Originally published Wednesday, 19 March 2014.
We meet over coffee, and I tell her how I can struggle to slow and listen for God. And then I tell her how yesterday wasn't productive; I hadn't made a dent in what I hoped I would be able to get done. So I didn't want to listen. I didn't want to slow.
I tell her that, as evening turned to night, I kept working, kept trying to achieve and fix and complete. I yearned for that not-so-familiar feeling of accomplishment, that mini-euphoric-mood-lift that comes in the rare moments I believe I have worked enough, that day. And then, and then, I could slow. And then, and then, I would have the peace of mind to listen.
I couldn't possibly stop and rest and do something I loved . . . I hadn't earned it yet.
Do you struggle with slowing, at all?
I have other issues, too.
I tell my friend another thing--that when my doctor, two weeks ago, told me I should make exercise a priority and work out at least five times a week, if not more, I became less motivated to continue the almost daily exercise I was already doing. I enjoy exercising, but now it was so much less appealing because the doctor told me I should to do it.
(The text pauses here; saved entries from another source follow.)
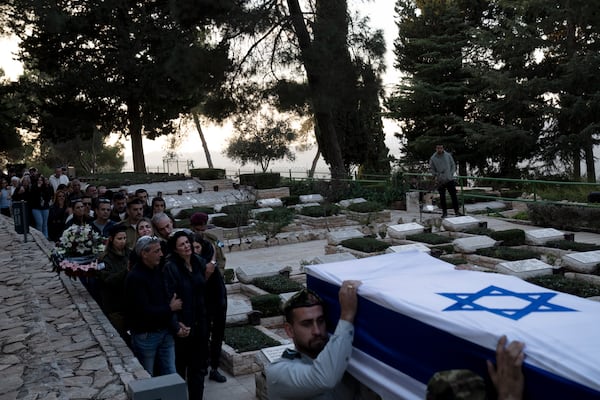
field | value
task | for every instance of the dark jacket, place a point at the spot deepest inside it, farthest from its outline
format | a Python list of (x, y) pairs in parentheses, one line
[(112, 280), (190, 287), (147, 301)]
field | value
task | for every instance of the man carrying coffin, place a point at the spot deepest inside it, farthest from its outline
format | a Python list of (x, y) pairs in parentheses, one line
[(315, 370)]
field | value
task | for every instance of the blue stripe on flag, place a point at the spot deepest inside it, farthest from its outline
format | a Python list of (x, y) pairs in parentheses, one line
[(419, 350)]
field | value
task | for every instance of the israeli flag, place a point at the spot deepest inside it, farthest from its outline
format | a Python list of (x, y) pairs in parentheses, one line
[(418, 315)]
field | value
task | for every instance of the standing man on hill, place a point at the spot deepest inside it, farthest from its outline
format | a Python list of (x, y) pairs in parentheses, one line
[(442, 168)]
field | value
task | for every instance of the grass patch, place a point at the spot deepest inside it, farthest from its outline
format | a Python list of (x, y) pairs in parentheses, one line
[(248, 338), (565, 285), (570, 245), (507, 253), (277, 284), (430, 238)]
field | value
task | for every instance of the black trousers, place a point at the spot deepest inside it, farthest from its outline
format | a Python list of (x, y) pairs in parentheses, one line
[(451, 187), (190, 362)]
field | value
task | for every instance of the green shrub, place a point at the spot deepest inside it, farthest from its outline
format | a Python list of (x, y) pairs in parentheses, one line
[(480, 231), (510, 237), (366, 244), (276, 215), (570, 245), (564, 216), (263, 180), (290, 200), (228, 221), (566, 285), (430, 238), (248, 338), (267, 304), (277, 284), (364, 207), (188, 212), (208, 174), (326, 210), (508, 253)]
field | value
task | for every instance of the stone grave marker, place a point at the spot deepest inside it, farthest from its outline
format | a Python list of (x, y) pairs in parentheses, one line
[(336, 257), (542, 236), (400, 231), (346, 203), (238, 307), (247, 273), (585, 262), (311, 198), (408, 247), (460, 224), (255, 211), (525, 268), (473, 243), (273, 202), (336, 237)]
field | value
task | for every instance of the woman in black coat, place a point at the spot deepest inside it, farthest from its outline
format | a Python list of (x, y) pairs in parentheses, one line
[(185, 279)]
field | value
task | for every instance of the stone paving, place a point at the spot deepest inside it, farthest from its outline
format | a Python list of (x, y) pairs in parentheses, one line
[(55, 343)]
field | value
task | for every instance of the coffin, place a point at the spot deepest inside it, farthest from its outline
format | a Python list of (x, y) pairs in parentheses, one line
[(418, 315)]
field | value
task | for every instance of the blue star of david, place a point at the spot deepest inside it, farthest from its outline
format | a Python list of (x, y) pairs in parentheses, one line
[(538, 302)]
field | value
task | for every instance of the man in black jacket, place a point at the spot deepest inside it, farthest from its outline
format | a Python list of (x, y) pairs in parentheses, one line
[(150, 311)]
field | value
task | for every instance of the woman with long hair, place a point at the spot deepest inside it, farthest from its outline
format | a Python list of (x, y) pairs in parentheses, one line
[(57, 215), (112, 278), (184, 273)]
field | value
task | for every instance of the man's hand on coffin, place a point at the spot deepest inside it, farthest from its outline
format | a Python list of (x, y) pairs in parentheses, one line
[(348, 300), (507, 374)]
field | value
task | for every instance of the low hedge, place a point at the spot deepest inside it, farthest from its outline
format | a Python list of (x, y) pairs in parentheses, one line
[(566, 285), (248, 338), (570, 245), (263, 180), (509, 237), (564, 216), (367, 206), (208, 174), (366, 245), (267, 304), (430, 238), (508, 253), (277, 284), (326, 210)]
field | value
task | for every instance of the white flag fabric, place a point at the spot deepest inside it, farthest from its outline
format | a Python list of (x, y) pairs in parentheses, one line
[(418, 315)]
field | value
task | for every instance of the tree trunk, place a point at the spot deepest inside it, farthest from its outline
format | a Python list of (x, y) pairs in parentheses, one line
[(135, 131), (202, 139), (589, 161), (327, 138)]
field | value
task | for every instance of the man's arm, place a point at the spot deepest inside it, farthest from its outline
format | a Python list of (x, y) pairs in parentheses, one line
[(507, 375)]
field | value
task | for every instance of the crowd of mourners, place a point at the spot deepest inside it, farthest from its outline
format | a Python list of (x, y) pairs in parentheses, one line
[(161, 288)]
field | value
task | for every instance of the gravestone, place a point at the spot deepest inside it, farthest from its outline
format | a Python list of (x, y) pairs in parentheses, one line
[(585, 262), (542, 236), (247, 273), (273, 202), (525, 269), (255, 211), (400, 231), (473, 243), (408, 247), (166, 387), (348, 202), (336, 237), (238, 308), (331, 258), (412, 202), (460, 224), (311, 198)]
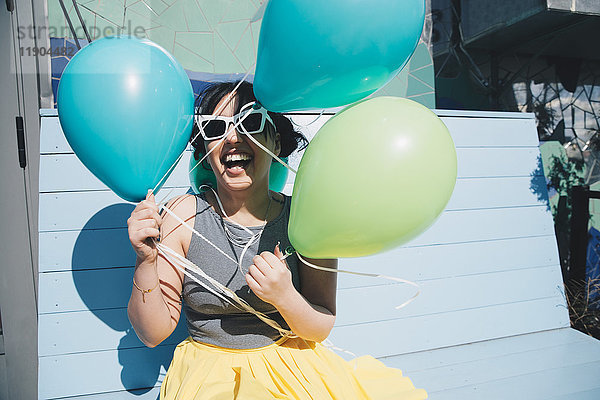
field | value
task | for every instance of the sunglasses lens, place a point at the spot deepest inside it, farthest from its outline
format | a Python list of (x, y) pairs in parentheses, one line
[(214, 128), (252, 123)]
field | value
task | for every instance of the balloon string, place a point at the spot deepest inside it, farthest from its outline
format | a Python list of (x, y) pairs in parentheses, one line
[(223, 292), (318, 267), (391, 278)]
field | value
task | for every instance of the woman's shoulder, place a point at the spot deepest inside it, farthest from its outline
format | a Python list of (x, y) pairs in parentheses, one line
[(181, 207)]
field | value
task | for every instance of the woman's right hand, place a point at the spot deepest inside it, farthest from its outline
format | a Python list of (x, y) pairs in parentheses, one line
[(143, 225)]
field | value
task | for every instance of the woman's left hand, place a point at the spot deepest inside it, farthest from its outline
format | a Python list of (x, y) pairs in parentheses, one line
[(270, 277)]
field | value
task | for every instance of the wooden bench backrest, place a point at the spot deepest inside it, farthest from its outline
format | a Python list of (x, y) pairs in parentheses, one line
[(488, 267)]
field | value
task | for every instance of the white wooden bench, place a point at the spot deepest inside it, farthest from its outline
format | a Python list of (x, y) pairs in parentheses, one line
[(491, 321)]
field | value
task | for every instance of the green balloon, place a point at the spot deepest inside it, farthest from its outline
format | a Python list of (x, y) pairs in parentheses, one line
[(200, 176), (375, 176)]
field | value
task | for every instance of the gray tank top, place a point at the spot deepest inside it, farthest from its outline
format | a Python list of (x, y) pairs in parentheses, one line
[(211, 319)]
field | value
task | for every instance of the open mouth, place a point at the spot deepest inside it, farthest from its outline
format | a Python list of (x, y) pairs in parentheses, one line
[(235, 163)]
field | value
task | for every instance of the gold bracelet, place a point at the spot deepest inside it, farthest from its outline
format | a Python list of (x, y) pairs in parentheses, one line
[(145, 291)]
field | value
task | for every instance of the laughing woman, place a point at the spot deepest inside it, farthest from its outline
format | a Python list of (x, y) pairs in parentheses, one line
[(231, 353)]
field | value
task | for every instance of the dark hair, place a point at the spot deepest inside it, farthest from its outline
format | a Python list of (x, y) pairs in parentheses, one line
[(207, 101)]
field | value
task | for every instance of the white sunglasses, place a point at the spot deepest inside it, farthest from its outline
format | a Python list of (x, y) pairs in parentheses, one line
[(250, 120)]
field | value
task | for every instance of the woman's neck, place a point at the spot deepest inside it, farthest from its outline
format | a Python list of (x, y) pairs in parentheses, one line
[(247, 207)]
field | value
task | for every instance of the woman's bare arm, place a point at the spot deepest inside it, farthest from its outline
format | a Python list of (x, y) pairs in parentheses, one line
[(155, 315), (311, 312)]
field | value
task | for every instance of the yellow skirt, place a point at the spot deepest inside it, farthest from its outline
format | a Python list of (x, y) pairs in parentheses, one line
[(289, 369)]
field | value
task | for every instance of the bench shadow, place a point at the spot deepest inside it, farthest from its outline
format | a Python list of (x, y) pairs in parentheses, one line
[(102, 262)]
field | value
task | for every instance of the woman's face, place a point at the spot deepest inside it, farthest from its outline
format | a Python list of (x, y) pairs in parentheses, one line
[(240, 175)]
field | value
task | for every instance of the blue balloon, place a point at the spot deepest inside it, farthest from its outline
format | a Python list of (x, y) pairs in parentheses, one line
[(126, 108), (331, 53)]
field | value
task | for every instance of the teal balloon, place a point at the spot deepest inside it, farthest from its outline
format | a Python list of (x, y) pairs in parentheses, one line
[(199, 176), (126, 108), (332, 53)]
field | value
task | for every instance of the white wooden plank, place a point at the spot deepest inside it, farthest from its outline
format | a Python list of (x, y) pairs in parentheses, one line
[(86, 331), (105, 371), (78, 290), (426, 332), (474, 193), (84, 290), (485, 132), (64, 172), (470, 193), (140, 394), (484, 114), (101, 329), (469, 352), (373, 304), (52, 139), (66, 250), (489, 131), (450, 260), (592, 394), (3, 382), (492, 224), (497, 162), (535, 375), (420, 262), (87, 210)]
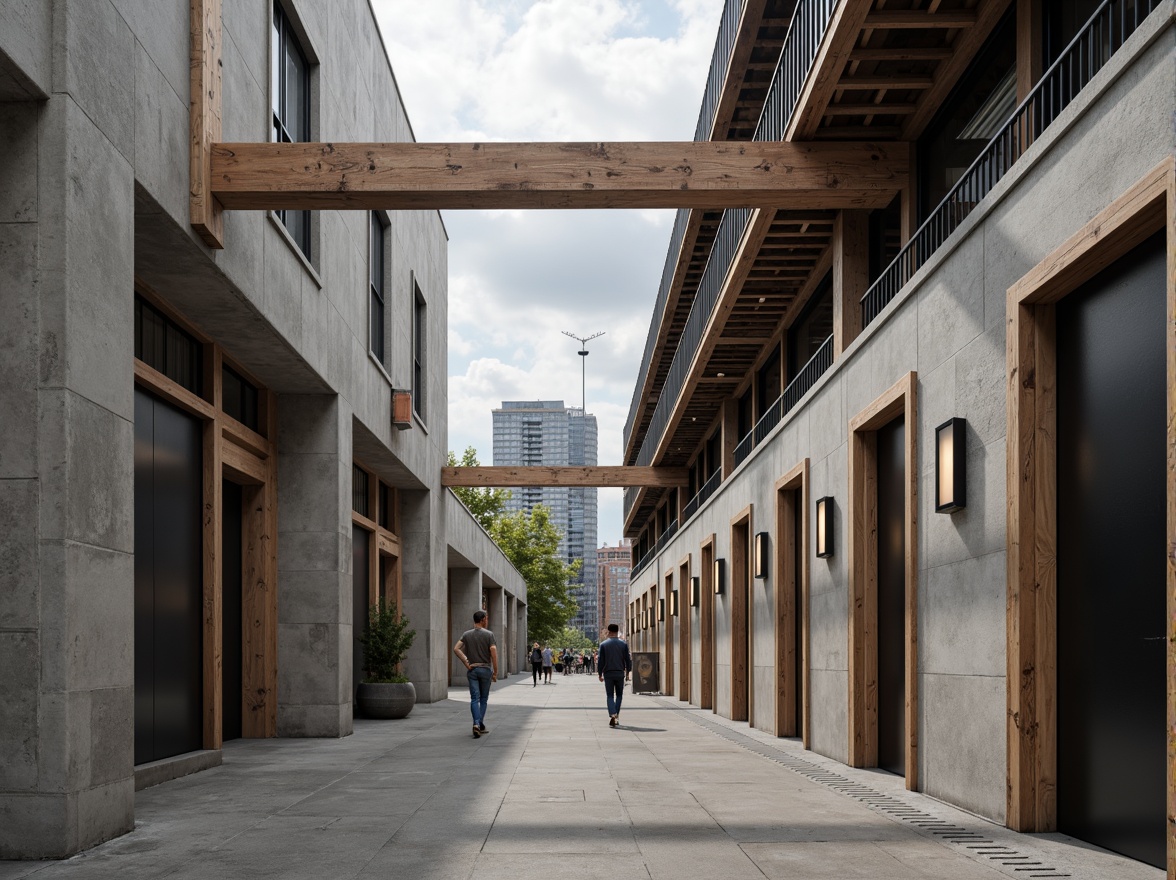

I don't like being told what to do.
My poor friend. . . . I continued talking . . .
I tell her that my husband (sweet man), suggested--after seeing my angst and frustration and striving--it might be a good thing if I slowed and spent some time with God before we went to bed. Yes, he thought, it would be so good for me to slow and rest and listen.
I told him I didn't feel like it.
And I told him I wasn't going to listen to God and I wasn't going to write Loop and I wish I were better at getting lots of things done in a short amount of time and I wish I were better at juggling lots more things than I am right now. I wish I were more productive with the time I have. Maybe if I were extroverted and more organized and more efficient I would get everything done in a day? Maybe I would have a good day, then? Maybe I would be able to listen to God, then?
What?
What a mess I am sometimes--a mess of pride and willfulness and rebellion.
Something in me was rising up, pushing back, wanting to ignore the things I love to do, the things I know make me feel wrapped up in God's love for me. I was my old self throwing a fit, wanting to do things I decide to do, on my own terms.
What's going on?
It's difficult to discern the whispers of our heart when we're running--running to prove, running to get done, running to attain. Our heart is numbed when we keep ourselves so busy. It's silenced, pushed down. There is little way, when we are scrambling and striving, to figure out what it needs most.
There is an idol I need to confess.
What we need is not often what we chase down. Rather, we often chase replacements, counterfeits for the real thing we truly crave. At our core, we crave God. We are desperate for Him. But we forget. We forget because we haven't practiced stopping to look for Him. Rather, we wish we were better versions of ourselves or a different person altogether. When we refuse to slow and believe our worth comes from what we do rather than who we are, we have made an idol of ourselves. We believe we are whom should be worshiped, attended to. We know better than God. . . . We can't fathom being perfectly made, and we believe that if the day doesn't go as perfectly as we would have liked it is a reflection of our weaknesses, our failures.
We can easily wish we were different. We can easily believe life would be better if we were someone else.
My friend listens and encourages me on. And I share with her the loving voice mail another friend left on my phone just that day. She felt she needed to call and tell me something:
Lasting change comes when our hearts are focused more on the Healer who does the good work in us and less on the problems in ourselves we pray that God will heal. Freedom exists only in our greater trust, deeper intimacy with God. He does the good work in us; we cannot work and attain any joy and satisfaction in this world, on our own. No matter how hard we try.
Wow.
Focusing on God and His goodness is always better than focusing on our inadequacies. We will keep running in circles, on an endless treadmill of trying to attain something we can never attain--rest, peace, joy--if we don't slow and listen to the truth of our Father.
His voice in us, to us, with us, is always, always, the one we need to heed. Our own noise can only be tuned out through the quieting reality of His presence.
And so, right there, in the coffee shop, I read aloud to my friend the fruit of slowing and listening and believing His truth rather than the made-up one where we are striving and trying to prove our own worth. This, from Loop, is the last bit of what He said:
Throw down this lie you chase that makes you strive towards imaginary perfection. You will not receive my joy, my peace, my life in you that sustains if you continue to chase what is not meant for you to attain. Who are you to decide what it means to be desired, perfected, worthy? Who are you to shun what I’ve made and desire something different?
Let me show you this daughter of mine. Let Me show you the beauty of her, the joy she brings Me, the strength in her to love just the way I’ve made her to love, to work with the passions I’ve given her to use. She is mighty when she knows who and whose she is and abandons all idols that bring distraction to this life I’ve given her, distractions that bring death to her heart.
For I bring life, my daughter. I bring you life. And this life I bring you is in you. I am in you. You are my delight and the one I sing over and never, ever want to leave.
Want to join me, thinking about what idol He might be asking us to lay down?